项目总结 这一提议为我们的惊人观察奠定了基础，即口腔癌细胞在两个州之间转移 PI3K/Akt信号与抗PI3K药物的反应具体地说，找到了最大Akt激活 仅在一小部分慢周期的肿瘤细胞中，而PI3K/Akt信号在明显的G0- 这些G0样细胞是不分裂的，但保留了很高的致瘤潜力，并显示出广泛的治疗作用 耐药性，包括逃避PI3K抑制剂。退出类G0状态受H3K4me3调节 去甲基酶JARIDB，它在选定的启动子上抑制转录，但也有定义不明确的角色，包括 而不依赖于其催化功能。类G0细胞中JARID1B的上调将它们重新编程为慢速 循环，Akt-过度活跃的表型，对PI3K抑制剂敏感。干细胞样的特征和 这种JARID1B高状态的致瘤性增强意味着它允许静止的细胞发挥其恶性作用 潜力。当靶向PI3K的JARID1BHigh细胞被耗尽时，G0样细胞仍然可以维持肿瘤的生长 通过另一条不依赖JARID1B的途径退出静止。通过这一途径，类G0细胞可能 成为已知PI3K抑制剂背后的MAPK途径代偿激活的关键位置 抵抗。因此，我们的假设是G0样细胞是由JARID1B驱动的依赖PI3K的干细胞样细胞 具有攻击性特征的状态，但也绕过了PI3K抑制下的这种状态，以保持在 维持癌症的生长。为了确定JARID1B对类G0细胞退出静止的贡献，我们将 阐明其去甲基酶依赖与独立的功能以及与癌基因PI3K信号的相互作用 促进G1-S过渡(目标1)。为了追查JARID1B对这个类似G0的州的恶性潜能的贡献， 我们将研究JARID1B通过延长S/G2的驾驶时间来促进侵袭性肿瘤行为的潜力 间充质样分化(目标2)。类G0和JARID1BHigh单元格的角色也将在下定义 PI3K抑制，其中JARID1BHigh细胞可能返回G0样状态，通过 JARID1B非依赖的MAPK途径补偿(目标3)。了解以下机制： 在两个状态之间的过渡，这两个状态共同构成了侵略性的、治疗难治的部分 肿瘤细胞池，将定义新的策略来解决潜在的治疗耐药的表观遗传可塑性 口腔癌。

项目成果

A benchmark for oncologic outcomes and model for lethal recurrence risk after transoral robotic resection of HPV-related oropharyngeal cancers.
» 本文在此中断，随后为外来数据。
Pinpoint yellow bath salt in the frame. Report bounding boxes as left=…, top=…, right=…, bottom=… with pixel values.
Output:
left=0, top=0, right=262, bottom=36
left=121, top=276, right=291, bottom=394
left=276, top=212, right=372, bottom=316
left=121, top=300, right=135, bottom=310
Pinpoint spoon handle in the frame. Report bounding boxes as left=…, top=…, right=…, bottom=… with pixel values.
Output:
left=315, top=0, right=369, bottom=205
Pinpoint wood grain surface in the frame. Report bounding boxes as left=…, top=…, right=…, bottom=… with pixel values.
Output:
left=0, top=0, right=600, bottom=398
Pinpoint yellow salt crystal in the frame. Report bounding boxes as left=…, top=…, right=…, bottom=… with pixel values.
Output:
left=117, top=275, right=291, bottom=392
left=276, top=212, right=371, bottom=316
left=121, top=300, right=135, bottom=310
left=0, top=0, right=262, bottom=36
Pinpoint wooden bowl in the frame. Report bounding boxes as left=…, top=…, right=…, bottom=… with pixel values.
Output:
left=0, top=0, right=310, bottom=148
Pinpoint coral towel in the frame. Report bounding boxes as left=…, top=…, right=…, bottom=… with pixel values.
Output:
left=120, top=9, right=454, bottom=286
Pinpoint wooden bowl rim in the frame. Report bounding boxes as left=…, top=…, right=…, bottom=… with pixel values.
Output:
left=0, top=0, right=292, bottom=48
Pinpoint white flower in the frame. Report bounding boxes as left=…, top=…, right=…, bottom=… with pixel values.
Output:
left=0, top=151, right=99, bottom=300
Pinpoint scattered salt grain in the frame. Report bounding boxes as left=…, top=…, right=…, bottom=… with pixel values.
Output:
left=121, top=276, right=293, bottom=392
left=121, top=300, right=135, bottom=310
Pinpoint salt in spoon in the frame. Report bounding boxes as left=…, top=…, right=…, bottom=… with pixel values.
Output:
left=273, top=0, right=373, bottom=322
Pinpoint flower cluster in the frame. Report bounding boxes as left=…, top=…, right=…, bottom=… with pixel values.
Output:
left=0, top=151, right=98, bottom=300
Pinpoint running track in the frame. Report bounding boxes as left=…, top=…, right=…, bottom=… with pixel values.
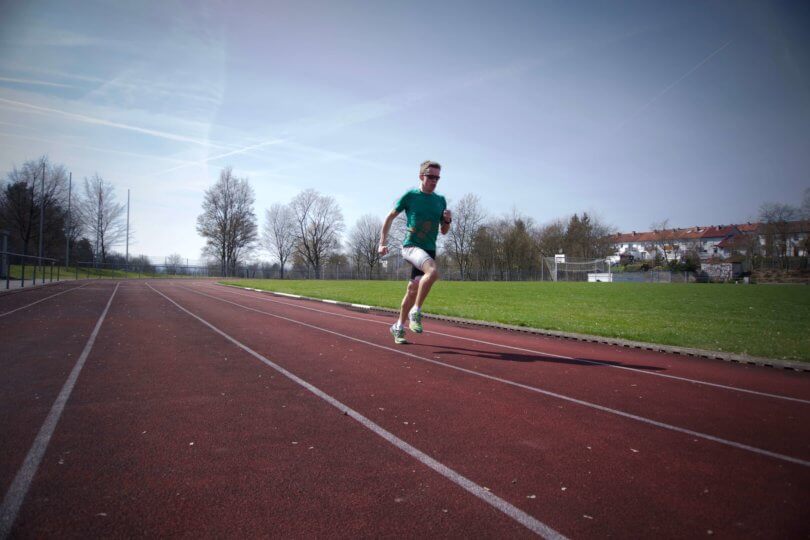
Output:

• DOI: 10.1016/j.oraloncology.2022.105798
• 发表时间: 2022-04
• 期刊: ORAL ONCOLOGY
• 影响因子: 4.8
• 作者: Brody, Robert M.;Shimunov, David;Cohen, Roger B.;Lin, Alexander;Lukens, John N.;Hartner, Lee;Aggarwal, Charu;Duvvuri, Umamaheswar;Montone, Kathleen T.;Jalaly, Jalal B.;LiVolsi, Virginia A.;Carey, Ryan M.;Shanti, Rabie M.;Rajasekaran, Karthik;Chalian, Ara A.;Rassekh, Christopher H.;Cannady, Steven B.;Newman, Jason G.;O'Malley, Bert W.;Weinstein, Gregory S.;Gimotty, Phyllis A.;Basu, Devraj
• 通讯作者: Basu, Devraj

HPV E6 regulates therapy responses in oropharyngeal cancer by repressing the PGC-1α/ERRα axis.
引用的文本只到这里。